There’s a paradigm in applied statistics that goes something like this:
1. There is a scientific or policy question of some theoretical or practical importance.
2. Researchers gather data on relevant outcomes and perform a statistical analysis, ideally leading to a clear conclusion (p less than 0.05, or a strong posterior distribution, or good predictive performance, or high reliability and validity, whatever).
3. This conclusion informs policy.
This paradigm has room for positive findings (for example, that a new program is statistically significantly better, or statistically significantly worse than what came before) or negative findings (data are inconclusive, further study is needed), even if negative findings seem less likely to make their way into the textbooks.
But what happens when step 2 simply isn’t possible. This came up a few years ago—nearly 10 years ago, now!—with the excellent paper by Donohue and Wolfers which explained why it’s just about impossible to use aggregate crime statistics to estimate the deterrent effect of the death penalty. But punishment policies still need to be set; we as a society just need to set these policies without the kind of clear evidence that one might like.
Another example, where the aggregate statistical evidence is even weaker (and, again, with no real prospect of improvement) was pointed out to me by sociologist Philip Cohen, who wrote:
In a (paywalled) article in the journal Family Relations, Alan Hawkins, Paul Amato, and Andrea Kinghorn, attempt to show that $600 million in marriage promotion money (taken from the welfare program!) has had beneficial effects at the population level. . . .
Cohen noticed a bunch of statistical problems with the published paper (see this recent entry on the sister blog for links and further discussion), but really the problem is much deeper than the flaws of one particular paper. It’s just going to be nearly impossible to learning much about the effects of such a program from aggregate state-level statistics (Cohen says that the paper looks at: percentage of the population that is married, divorced, children living with two parents, one parent, nonmarital births, poverty and near-poverty). There’s just no way.

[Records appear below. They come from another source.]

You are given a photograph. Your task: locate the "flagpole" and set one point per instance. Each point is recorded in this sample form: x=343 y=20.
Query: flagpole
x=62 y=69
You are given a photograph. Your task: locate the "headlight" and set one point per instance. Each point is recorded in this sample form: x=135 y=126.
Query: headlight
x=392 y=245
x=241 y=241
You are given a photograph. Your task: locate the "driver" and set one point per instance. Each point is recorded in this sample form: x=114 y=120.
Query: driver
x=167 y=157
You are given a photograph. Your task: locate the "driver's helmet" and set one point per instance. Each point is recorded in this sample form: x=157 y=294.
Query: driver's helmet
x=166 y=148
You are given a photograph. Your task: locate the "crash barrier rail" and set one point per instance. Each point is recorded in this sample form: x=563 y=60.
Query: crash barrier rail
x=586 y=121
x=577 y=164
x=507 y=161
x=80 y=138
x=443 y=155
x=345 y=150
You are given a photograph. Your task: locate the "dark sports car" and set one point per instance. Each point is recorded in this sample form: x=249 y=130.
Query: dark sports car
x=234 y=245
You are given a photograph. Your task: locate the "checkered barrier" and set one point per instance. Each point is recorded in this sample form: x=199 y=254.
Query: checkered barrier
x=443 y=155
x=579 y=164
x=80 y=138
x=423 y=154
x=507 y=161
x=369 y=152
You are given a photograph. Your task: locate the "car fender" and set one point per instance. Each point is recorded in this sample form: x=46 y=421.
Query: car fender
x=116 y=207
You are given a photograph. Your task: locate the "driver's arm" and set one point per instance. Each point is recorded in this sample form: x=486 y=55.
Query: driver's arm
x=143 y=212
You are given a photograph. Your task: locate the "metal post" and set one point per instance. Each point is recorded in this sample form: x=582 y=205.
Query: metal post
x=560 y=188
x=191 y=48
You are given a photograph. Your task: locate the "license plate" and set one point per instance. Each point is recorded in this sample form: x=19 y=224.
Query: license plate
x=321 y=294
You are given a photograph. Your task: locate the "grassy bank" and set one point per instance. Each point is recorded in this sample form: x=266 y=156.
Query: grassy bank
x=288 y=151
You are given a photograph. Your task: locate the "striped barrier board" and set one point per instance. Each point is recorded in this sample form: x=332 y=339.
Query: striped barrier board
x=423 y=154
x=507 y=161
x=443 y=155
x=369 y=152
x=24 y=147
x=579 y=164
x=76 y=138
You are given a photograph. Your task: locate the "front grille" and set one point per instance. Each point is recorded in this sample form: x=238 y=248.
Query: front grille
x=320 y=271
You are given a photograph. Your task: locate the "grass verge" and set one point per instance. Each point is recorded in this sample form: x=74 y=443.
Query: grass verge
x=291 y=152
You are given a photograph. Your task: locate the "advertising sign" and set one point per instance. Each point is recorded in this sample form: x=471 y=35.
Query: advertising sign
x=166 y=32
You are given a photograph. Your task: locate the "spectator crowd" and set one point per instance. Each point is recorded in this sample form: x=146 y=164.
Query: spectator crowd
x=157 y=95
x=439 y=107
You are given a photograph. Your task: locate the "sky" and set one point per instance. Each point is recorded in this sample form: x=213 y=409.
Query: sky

That’s fine—I’m not saying that a new program shouldn’t be implemented or expanded, just because of lack of evidence. My point is that in cases such as this I think we need to discard the paradigm of steps 1, 2, 3 above. It could be possible to study effects via a more targeted analysis but I don’t think the aggregate thing tells us much of anything at all. But I think it can be difficult to talk about because of the pressure to demonstrate that a program “works.”